Germanium thermophotovoltaic converters (TPV) can be a cost-effective alternative for the introduction of thermal batteries in the electricity storage market. However, at the high irradiances associated with this application and for indirect band-gap semiconductors such as Ge, the impact of Auger recombination is usually presented as an unavoidable efficiency limiting factor. In this work, we challenge this idea by revisiting the relative weight of the different intrinsic and extrinsic recombination mechanisms in Ge.

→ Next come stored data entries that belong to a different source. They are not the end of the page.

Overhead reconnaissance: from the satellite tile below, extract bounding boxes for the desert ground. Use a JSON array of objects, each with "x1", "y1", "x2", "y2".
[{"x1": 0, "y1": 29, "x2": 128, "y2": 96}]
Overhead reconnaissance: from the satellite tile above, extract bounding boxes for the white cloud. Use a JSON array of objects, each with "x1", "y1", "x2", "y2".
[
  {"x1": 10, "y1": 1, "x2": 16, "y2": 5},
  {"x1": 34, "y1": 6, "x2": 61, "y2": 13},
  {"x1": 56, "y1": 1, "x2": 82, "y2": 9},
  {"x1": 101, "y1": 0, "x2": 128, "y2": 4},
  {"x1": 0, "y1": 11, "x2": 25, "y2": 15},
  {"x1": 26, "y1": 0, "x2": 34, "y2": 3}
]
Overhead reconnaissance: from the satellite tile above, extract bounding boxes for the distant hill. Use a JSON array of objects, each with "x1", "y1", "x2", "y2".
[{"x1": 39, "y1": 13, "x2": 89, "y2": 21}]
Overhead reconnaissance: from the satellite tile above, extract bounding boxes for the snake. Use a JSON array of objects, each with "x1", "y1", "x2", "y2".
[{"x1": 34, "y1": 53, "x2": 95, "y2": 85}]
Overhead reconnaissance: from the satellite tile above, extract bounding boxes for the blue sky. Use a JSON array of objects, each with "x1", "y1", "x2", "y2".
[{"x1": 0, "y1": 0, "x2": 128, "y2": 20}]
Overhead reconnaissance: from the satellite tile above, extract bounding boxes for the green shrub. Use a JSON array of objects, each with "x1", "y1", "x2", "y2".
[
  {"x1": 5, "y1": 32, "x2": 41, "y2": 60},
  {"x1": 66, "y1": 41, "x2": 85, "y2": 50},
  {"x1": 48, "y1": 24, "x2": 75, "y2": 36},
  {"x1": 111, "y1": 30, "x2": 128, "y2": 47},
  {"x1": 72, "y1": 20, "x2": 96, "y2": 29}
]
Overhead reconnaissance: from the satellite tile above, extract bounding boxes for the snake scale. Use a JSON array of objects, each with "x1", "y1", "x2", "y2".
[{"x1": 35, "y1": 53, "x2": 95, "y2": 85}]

To this end we summarize the literature about reported lifetimes in Ge and analyze the impact of radiative, Auger, and Shockley-Read-Hall (SRH) recombination on them. SILVACO TCAD is used to simulate the contribution of each recombination mechanism (including surface recombination) on the dark saturation currents of three Ge-based TPV converters manufactured on substrates with different dopant concentrations (N_B = 3 × 10¹⁷ cm⁻³, N_B = 1 × 10¹⁶ cm⁻³, N_B = 1 × 10¹⁵ cm⁻³) under high irradiance conditions (J_SC∼5 A/cm²). This analysis shows that the role of recombination in the bulk of the semiconductor is limited in current Ge, even for devices with substrate dopant concentrations N_B = 3 × 10¹⁷ cm⁻³. This data is also used to estimate the impact of each recombination mechanism on experimental J-V curves previously reported for Ge-based TPV converters. This second analysis confirms that the cell performance barely increases after improving SRH bulk lifetimes. Instead, the impact of surface recombination is still critical, especially in medium-doped and lightly-doped devices, where an outstanding increase in open circuit voltage (V_OC) and fill factor (FF) are observed, leading to potential TPV efficiencies over 30 %.